Esse cenário, classificado como “estarrecedor” e “assustador” pelo presidente da Sbem, destaca a gravidade do problema. O mercado ilegal não apenas comercializa versões manipuladas sem autorização, como também introduz produtos sem qualquer controle de qualidade ou registro sanitário. Consumir medicamentos de fontes não legais e sem o devido registro implica em um grave risco, pois não há garantia da composição, pureza ou até mesmo da presença do princípio ativo, expondo os usuários a substâncias desconhecidas e potencialmente perigosas.

A Preocupação da Classe Médica

Para a comunidade médica, o uso indiscriminado dessas canetas é condenável. A obesidade e o diabetes são doenças crônicas que exigem diagnóstico preciso e acompanhamento contínuo. A utilização desses medicamentos fora do contexto clínico, muitas vezes impulsionada por pressões estéticas ou desinformação, pode mascarar condições sérias, atrasar tratamentos adequados e gerar complicações.
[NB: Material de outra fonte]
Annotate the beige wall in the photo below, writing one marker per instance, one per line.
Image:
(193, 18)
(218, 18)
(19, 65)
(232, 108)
A Sbem, juntamente com outras entidades, tem alertado repetidamente sobre os perigos de consumir medicamentos de fontes duvidosas, reforçando a necessidade de uma prescrição médica e a aquisição em farmácias e drogarias registradas.

A Batalha Regulatória e as Ações Conjuntas

Diante da dimensão do problema, a Anvisa tem intensificado suas ações para coibir o comércio ilegal e garantir a segurança dos pacientes. A agência criou grupos de trabalho dedicados ao controle sanitário e, desde junho do ano passado, determinou que farmácias e drogarias passem a reter as receitas de canetas emagrecedoras, uma medida essencial para controlar o consumo desenfreado vindo do mercado paralelo.

Em uma iniciativa de grande relevância, a Anvisa uniu forças com o Conselho Federal de Medicina (CFM), o Conselho Federal de Odontologia (CFO) e o Conselho Federal de Farmácia (CFF) para assinar uma carta de intenção. O objetivo é promover o uso racional e seguro das canetas emagrecedoras, prevenindo riscos sanitários e zelando pela saúde da população brasileira. A proposta inclui uma atuação conjunta baseada na troca de informações, alinhamento técnico e, crucialmente, em ações educativas que visam informar e proteger os cidadãos.

Propostas Mais Drásticas

A gravidade do mercado ilegal e a dificuldade de fiscalização levaram o presidente da Sbem, Neuton Dornelas, a defender uma medida mais radical: o bloqueio temporário da manipulação de quaisquer dessas drogas injetáveis para o tratamento da obesidade. Para ele, diante do “boom” e do “exagero” atuais, e da insuficiência estrutural da agência para fiscalizar um volume tão grande de doses, um bloqueio de três meses a um ano poderia ser necessário. Essa seria uma medida transitória, até que outras ações mais cabíveis pudessem ser implementadas para controlar efetivamente a situação.

Por Que Essa Discussão Importa Para Você

A discussão sobre as canetas emagrecedoras transcende a esfera regulatória e médica; ela toca diretamente a sua saúde pública e individual. A busca por soluções rápidas para questões de peso é compreensível em uma sociedade que valoriza a estética e a conveniência. No entanto, é fundamental compreender que a medicação é uma ferramenta, não uma solução mágica, e seu uso deve ser pautado em evidências científicas e na orientação de profissionais de saúde qualificados.

Este debate é um lembrete contundente de que a informação e o discernimento são suas maiores defesas contra produtos e práticas irregulares. Optar por medicamentos sem registro ou adquiridos em canais não oficiais é um atalho perigoso que pode comprometer sua saúde de forma irreversível. A mensagem central é clara: a responsabilidade com a própria saúde exige cautela, busca por orientação especializada e desconfiança de promessas milagrosas.